Public live dashboard/workpad

I'd like to create a public page on my website which shows live data from Elasticsearch, and I'm trying to figure out the best approach. Ideally I'd just like to embed a Canvas workpad but I can't quite find a way to do that. From my understanding, the "share on a website" only exports a static version of the workpad. Also when I go to "share on a website", it says my drop-down filter is incompatible with that feature, and I'd like to include the drop-down filter on my public dashboard.

Any suggestions on how I could achieve this?

I'm using Elastic Cloud with x-pack by the way.

Thanks!

From my understanding, the "share on a website" only exports a static version of the workpad. Also when I go to "share on a website", it says my drop-down filter is incompatible with that feature, and I'd like to include the drop-down filter on my public dashboard.

This is correct; the shareable is not connected to Kibana at all and only contains the static data from the JSON file. This is also why elements which manipulate/re-query data (like a drop-down filter) are disabled, as it would require fetching new data from Elasticsearch.

If you need users to be able to query Elasticsearch, you'll need to look into embedding Kibana in an iframe. For example, you could create the Canvas workpad you want to embed, lock the controls to prevent editing, and view fullscreen. Then use that URL in your iframe so that the fullscreen view loads up by default:

<iframe src="https://my-kibana.com/app/canvas#/workpad/workpad-{id}/page/1?__fullscreen=true" frameborder="0" width="1500" height="800"></iframe>

One important thing to note is that you will need to set up a dedicated user/role for the iframe, to prevent visitors from having full access to everything in Kibana. To do this, you'd want to do something like create a role with read permissions on the index you need to query, and a spaces-level permission that only provides access to the Canvas app.

You can then assign a user to this role and set up a proxy to auto-authenticate the embedded iframe to the new user as described in this thread.

Technically a user would still be able to hit "escape" to back out of the workpad's full-screen mode, but if the security permissions are set carefully, they shouldn't be able to do much else.

Hope this helps point you in the right direction! Longer term, we are looking at ways to make it easier to embed pieces of Kibana externally, but in the meantime this is probably your best bet.

1 Like

Thanks for the suggestion lukeelmers, I was able to get it working following these instructions!
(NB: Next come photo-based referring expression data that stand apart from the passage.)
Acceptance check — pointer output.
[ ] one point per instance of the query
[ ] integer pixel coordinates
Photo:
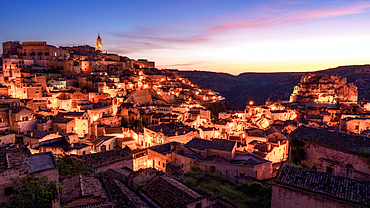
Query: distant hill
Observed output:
(239, 90)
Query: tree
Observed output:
(124, 123)
(32, 192)
(68, 166)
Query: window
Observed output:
(329, 170)
(9, 191)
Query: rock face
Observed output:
(323, 89)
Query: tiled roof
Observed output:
(167, 192)
(197, 143)
(352, 143)
(123, 196)
(206, 129)
(78, 186)
(38, 134)
(216, 144)
(222, 144)
(113, 130)
(62, 120)
(42, 161)
(164, 148)
(14, 159)
(17, 109)
(70, 114)
(343, 188)
(103, 158)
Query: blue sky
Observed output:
(228, 36)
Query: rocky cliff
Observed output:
(239, 90)
(323, 89)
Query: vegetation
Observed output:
(133, 124)
(219, 107)
(33, 192)
(246, 195)
(68, 166)
(239, 90)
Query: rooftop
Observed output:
(345, 142)
(338, 187)
(42, 161)
(167, 192)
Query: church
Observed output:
(99, 45)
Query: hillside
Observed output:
(239, 90)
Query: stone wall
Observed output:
(324, 89)
(285, 197)
(340, 161)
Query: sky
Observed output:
(229, 36)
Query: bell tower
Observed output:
(99, 45)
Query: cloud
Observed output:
(182, 64)
(267, 20)
(144, 39)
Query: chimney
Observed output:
(10, 117)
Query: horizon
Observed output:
(218, 36)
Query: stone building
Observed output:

For the record, if anyone else is trying to do this, I set up an nginx server using the following configuration:

server {                                                                                                                                                   
 listen       4443 ssl; # non-standard port to separate from apache traffic                                                                                                     
 server_name  <your url>;                                                                                                                            
                                                                                                                                                       
 ssl_certificate      <path to public key>;                                                                                
 ssl_certificate_key  <path to private key>;                                                                                  
                                                                                                                                                       
 ssl_session_cache    shared:SSL:1m;                                                                                                                   
 ssl_session_timeout  5m;                                                                                                                              
                                                                                                                                                       
 ssl_ciphers  HIGH:!aNULL:!MD5;                                                                                                                        
 ssl_prefer_server_ciphers  on;                                                                                                                        
                                                                                                                                                       
 location / {                                                                                                                                          
     proxy_set_header  Host $host;                                                                                                                     
     proxy_set_header  X-Real-IP $remote_addr;                                                                                                         
     proxy_set_header  X-Forwarded-For $proxy_add_x_forwarded_for;                                                                                     
     proxy_set_header  Authorization "Basic <Base64 encoded credentials>"; # base64-encoded username:password to pass in header                        
     proxy_set_header  X-Found-Cluster <instance-id>;                                                                               
     proxy_pass  <kibana-endpoint-uri>:9243;                                      
 }                                                                                                                                                     
 }          

As tsullivan said in the other thread, the crednetials can be encoded using
echo -n username:password | base64

The one thing that was unclear in that thread was the X-Found-Cluster header which must be set for this to work with an Elastic Cloud instance. The instance ID you need is the alphanumeric code which appears as the subdomain in your kibana endpoint, e.g. https://<instance-id>.us-east-1.aws.found.io:9234.

This topic was automatically closed 28 days after the last reply. New replies are no longer allowed.